Il Comune di Canelli rievoca l’omaggio di benvenuto ai nuovi feudatari preceduti nel corteo dalle chiavi della Città e dalla bolla di dedizione e seguiti dal popolo che offre i prodotti del proprio lavoro, con doviziosi omaggi. Secondo il rituale, i doni simbolici agli Scarampi seguono, nella presentazione offertoriale, un ordine propiziatorio: il pane ed il sale dell’ospitalità, le pregiate uve delle colline, il bianco vino apprezzato alla corte di Francia, cesti di prodotti dell’orto, tessuti e ricami con le insegne. Il tutto come augurio di buon governo e di prosperità per il popolo.
COMUNE DI MONTECHIARO
1381: Patti tra Montechiaro e Gian Galeazzo Visconti
Il 24 aprile 1381 ad Asti nel palazzo dei Troya, sede del capitano Gaspardo de Ubaldinis vennero
stipulati patti e convenzioni tra il comune di Montechiaro e il plenipotenziario di Gian Galeazzo
Visconti signore di Asti, Jacopo Dal Verme.

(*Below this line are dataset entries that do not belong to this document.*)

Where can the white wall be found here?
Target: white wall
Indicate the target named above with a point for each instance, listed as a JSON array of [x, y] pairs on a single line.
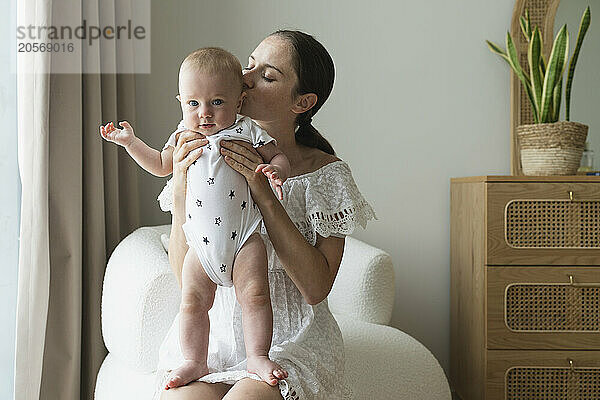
[[10, 199], [585, 94], [418, 99]]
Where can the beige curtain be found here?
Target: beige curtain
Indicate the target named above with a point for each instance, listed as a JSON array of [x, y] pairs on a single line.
[[79, 199]]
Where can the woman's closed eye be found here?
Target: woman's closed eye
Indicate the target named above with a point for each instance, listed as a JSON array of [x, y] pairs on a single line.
[[263, 76]]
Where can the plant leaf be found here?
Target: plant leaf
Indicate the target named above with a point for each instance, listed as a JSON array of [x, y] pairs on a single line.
[[583, 27], [556, 66], [556, 98], [534, 55], [513, 59], [524, 29]]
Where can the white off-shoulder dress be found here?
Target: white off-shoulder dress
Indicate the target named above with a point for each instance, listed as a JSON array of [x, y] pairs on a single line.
[[307, 341]]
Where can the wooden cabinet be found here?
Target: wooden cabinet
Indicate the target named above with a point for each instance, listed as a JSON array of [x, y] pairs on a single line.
[[525, 287]]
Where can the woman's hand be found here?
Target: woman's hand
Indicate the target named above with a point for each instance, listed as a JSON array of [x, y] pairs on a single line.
[[243, 158]]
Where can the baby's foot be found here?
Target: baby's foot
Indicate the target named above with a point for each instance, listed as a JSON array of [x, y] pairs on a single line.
[[268, 370], [190, 371]]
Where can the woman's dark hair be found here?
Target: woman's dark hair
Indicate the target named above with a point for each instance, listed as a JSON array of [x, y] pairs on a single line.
[[315, 71]]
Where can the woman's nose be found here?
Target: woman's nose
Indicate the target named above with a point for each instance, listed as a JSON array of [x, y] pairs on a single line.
[[248, 80]]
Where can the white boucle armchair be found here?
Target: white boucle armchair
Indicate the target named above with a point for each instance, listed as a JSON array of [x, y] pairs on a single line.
[[141, 298]]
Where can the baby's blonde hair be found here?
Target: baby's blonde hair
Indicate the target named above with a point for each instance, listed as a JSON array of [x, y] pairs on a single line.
[[214, 60]]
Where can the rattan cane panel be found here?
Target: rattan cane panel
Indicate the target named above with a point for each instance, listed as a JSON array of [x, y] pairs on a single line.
[[543, 383], [553, 224], [552, 308]]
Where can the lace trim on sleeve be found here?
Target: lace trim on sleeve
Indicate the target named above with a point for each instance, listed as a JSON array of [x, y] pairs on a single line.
[[165, 198], [334, 204], [338, 224]]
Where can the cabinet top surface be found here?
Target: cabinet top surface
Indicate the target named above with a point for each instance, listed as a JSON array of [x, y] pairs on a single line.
[[509, 178]]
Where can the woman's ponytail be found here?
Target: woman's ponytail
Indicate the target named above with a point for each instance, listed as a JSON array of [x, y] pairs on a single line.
[[315, 70]]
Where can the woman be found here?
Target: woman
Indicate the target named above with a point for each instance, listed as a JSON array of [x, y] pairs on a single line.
[[288, 78]]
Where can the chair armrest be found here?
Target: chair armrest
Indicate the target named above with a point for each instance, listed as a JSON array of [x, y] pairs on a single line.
[[364, 287], [385, 363], [140, 298]]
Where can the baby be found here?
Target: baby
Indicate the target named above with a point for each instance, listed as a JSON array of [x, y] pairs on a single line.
[[222, 221]]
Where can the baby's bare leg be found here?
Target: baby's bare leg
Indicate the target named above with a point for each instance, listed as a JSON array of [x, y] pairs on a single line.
[[197, 296], [251, 282]]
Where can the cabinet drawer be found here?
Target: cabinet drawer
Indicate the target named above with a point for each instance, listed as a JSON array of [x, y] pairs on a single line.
[[543, 307], [543, 374], [543, 223]]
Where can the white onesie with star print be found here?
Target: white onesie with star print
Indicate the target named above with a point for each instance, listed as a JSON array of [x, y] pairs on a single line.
[[220, 212]]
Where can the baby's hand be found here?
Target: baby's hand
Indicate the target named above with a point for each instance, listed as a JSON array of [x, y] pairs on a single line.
[[123, 137], [275, 175]]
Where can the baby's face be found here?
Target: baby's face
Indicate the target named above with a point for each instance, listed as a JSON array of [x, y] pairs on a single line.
[[209, 102]]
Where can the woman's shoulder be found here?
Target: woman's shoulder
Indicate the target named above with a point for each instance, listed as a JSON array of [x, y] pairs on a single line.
[[314, 161]]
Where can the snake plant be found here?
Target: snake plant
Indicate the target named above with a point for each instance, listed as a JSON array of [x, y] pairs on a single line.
[[543, 82]]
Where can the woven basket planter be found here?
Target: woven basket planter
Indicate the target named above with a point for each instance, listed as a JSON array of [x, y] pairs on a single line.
[[551, 149]]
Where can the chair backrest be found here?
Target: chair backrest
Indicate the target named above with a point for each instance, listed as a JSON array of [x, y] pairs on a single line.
[[364, 287]]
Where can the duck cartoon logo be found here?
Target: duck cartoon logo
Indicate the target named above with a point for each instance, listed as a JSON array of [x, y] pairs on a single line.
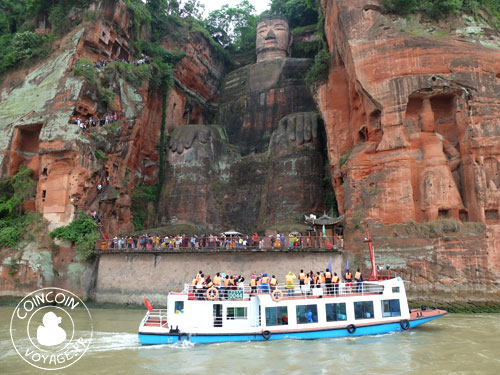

Tali patti, fortemente connotati in senso anti-astigiano, erano articolati in 29 capitoli che
prevedevano, tra l’altro, l’amnistia per i banniti – i destinatari di un provvedimento di esclusione
dalla comunità – e significative agevolazioni fiscali. Agli abitanti di Montechiaro fu concesso,
inoltre, di rivedere il proprio catasto, di solvere fodro et talea dicto comuni Monteclaro, cioè di
trattenere gli introiti fiscali anziché corrisponderli agli Astigiani, in chiara contrapposizione con
quanto prescritto degli Statuti di Asti; agli ufficiali sia viscontei , sia astigiani fu vietato di
imporre pedaggi ai mercanti che si fossero recati a Montechiaro in occasione della fiera.
Il corteo storico bianco-celeste vuole rappresentare alcuni dei personaggi citati nel documento:
Jacopo Dal Verme delegato da Gian Galeazzo Visconti, il capitano Gaspardo de Ubaldinis, il
podestà di Montechiaro, i referendari, i rappresentanti del comune di Montechiaro che trattarono
con il plenipotenziario visconteo, i banniti, il notaio, le dame e infine i portacolori.